23. Juni 2014: Georg Springer kündigt seinen Rücktritt mit Ende Juni an. Er habe sich zu diesem Schritt entschlossen, „um eine Versachlichung der Diskussion um die Bundestheater-Holding zu ermöglichen“, heißt es in einer Erklärung Springers, der damit seinen Pensionsantritt um ein halbes Jahr vorgezogen hat. Springers Stellvertreter Othmar Stoss übernimmt vorübergehend die Geschäfte.

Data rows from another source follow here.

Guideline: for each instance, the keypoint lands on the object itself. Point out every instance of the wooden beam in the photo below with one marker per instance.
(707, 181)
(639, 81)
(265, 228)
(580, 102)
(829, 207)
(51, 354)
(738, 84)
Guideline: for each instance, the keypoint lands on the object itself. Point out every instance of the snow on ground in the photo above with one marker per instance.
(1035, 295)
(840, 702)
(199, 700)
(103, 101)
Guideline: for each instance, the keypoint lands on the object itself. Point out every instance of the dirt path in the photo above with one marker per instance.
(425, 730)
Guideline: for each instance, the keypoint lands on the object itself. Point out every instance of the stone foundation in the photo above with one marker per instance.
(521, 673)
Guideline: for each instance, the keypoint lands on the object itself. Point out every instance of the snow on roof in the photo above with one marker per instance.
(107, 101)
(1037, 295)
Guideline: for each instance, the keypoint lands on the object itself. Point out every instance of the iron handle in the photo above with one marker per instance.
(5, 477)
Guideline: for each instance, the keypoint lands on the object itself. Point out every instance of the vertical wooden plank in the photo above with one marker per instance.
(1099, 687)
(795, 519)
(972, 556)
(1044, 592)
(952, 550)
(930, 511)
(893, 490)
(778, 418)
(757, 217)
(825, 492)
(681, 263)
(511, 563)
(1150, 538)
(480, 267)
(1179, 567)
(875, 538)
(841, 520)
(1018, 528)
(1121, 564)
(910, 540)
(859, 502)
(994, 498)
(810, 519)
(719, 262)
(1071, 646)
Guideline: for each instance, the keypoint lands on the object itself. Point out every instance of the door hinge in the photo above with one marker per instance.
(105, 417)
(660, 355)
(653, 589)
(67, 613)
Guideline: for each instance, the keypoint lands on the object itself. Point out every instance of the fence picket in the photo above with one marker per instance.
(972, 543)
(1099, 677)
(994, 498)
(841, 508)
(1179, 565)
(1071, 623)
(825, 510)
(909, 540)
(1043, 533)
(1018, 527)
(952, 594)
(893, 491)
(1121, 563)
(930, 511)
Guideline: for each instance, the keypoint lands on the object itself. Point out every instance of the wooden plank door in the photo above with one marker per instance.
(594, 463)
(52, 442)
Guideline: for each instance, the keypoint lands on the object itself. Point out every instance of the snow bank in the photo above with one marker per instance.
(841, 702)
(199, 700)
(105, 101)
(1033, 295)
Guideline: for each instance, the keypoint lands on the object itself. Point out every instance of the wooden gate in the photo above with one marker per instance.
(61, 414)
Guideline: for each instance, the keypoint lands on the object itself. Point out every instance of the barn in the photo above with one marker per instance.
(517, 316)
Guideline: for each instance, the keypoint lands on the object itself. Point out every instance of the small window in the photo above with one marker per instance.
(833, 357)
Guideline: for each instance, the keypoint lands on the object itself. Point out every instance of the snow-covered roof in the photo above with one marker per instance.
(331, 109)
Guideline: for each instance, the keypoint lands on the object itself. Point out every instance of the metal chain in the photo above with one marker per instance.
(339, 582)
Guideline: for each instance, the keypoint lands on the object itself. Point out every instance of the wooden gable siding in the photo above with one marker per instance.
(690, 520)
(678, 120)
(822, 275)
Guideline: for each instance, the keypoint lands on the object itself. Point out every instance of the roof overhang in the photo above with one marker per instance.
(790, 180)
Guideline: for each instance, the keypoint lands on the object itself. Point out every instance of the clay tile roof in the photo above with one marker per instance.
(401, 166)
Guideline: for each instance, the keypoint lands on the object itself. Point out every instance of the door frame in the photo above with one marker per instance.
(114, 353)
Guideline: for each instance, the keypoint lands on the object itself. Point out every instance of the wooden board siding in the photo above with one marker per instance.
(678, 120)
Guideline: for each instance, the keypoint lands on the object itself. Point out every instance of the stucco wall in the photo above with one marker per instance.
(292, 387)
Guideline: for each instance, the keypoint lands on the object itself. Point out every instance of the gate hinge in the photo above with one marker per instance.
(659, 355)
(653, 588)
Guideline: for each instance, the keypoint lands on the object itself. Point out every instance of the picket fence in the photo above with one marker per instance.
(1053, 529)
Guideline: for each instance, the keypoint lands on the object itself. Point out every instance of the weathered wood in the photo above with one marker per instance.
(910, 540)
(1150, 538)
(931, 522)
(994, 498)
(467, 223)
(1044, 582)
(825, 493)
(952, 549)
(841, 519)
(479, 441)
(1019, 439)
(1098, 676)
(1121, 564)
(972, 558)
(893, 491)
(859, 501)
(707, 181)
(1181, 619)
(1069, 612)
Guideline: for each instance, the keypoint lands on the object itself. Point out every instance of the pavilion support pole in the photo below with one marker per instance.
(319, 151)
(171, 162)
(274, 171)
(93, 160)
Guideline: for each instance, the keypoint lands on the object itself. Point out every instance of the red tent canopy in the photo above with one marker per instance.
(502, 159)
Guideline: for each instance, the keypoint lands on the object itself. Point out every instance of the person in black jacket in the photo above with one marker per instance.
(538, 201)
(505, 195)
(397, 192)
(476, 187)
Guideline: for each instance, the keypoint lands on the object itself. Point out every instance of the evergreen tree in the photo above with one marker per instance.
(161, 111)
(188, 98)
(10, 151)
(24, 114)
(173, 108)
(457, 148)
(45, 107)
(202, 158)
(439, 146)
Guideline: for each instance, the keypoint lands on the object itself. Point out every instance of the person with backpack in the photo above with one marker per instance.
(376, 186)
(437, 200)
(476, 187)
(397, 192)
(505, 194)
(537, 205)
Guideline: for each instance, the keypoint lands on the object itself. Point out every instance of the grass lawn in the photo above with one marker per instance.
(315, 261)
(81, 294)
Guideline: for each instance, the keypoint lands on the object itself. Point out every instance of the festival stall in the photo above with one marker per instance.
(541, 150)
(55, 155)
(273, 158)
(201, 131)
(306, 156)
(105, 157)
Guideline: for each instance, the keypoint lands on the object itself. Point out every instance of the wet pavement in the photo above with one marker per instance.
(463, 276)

1. September 2014: Günter Rhomberg, ehemaliger Präsident der Bregenzer Festspiele, wird interimistischer Geschäftsführer der Bundestheater-Holding. Bereits vor seinem Antritt sagt er klar: Trotz der vernichtenden Rechnungshofkritik sieht er keine Alternative zur Holding. „Wenn eine zentrale Einheit fehlt und die Leistungen zum Ministerium zurückkehren, wird alles nur noch unklarer.“

9. Juli 2015: Die Novelle des Bundestheaterorganisationsgesetzes wird beschlossen. Durch sie werden die Kompetenzen zwischen Ministerium und Holding neu geordnet. Durch die Novelle erfolgt die Bestellung der kaufmännischen Geschäftsführung der Bühnengesellschaften künftig durch den Kulturminister statt durch die Holding. Dieser erhält auch die Kompetenz für die Aufteilung der finanziellen Mittel. Außerdem wird die Basisabgeltung der Bundestheater ab 2016 um 14 Mio. auf 162,9 Mio. Euro erhöht. Die Holding wiederum soll künftig Leistungs- und Zielvereinbarungen, sogenannte Dreijahrespläne, mit den Tochtergesellschaften abschließen.

10. Dezember 2015: Kulturminister Josef Ostermayer kürt mit Christian Kircher, zum Zeitpunkt der Bekanntgabe Finanzdirektor des Wien Museums, den neuen Holding-Chef. Für die ausgeschriebene Position hatten sich 16 Personen beworben.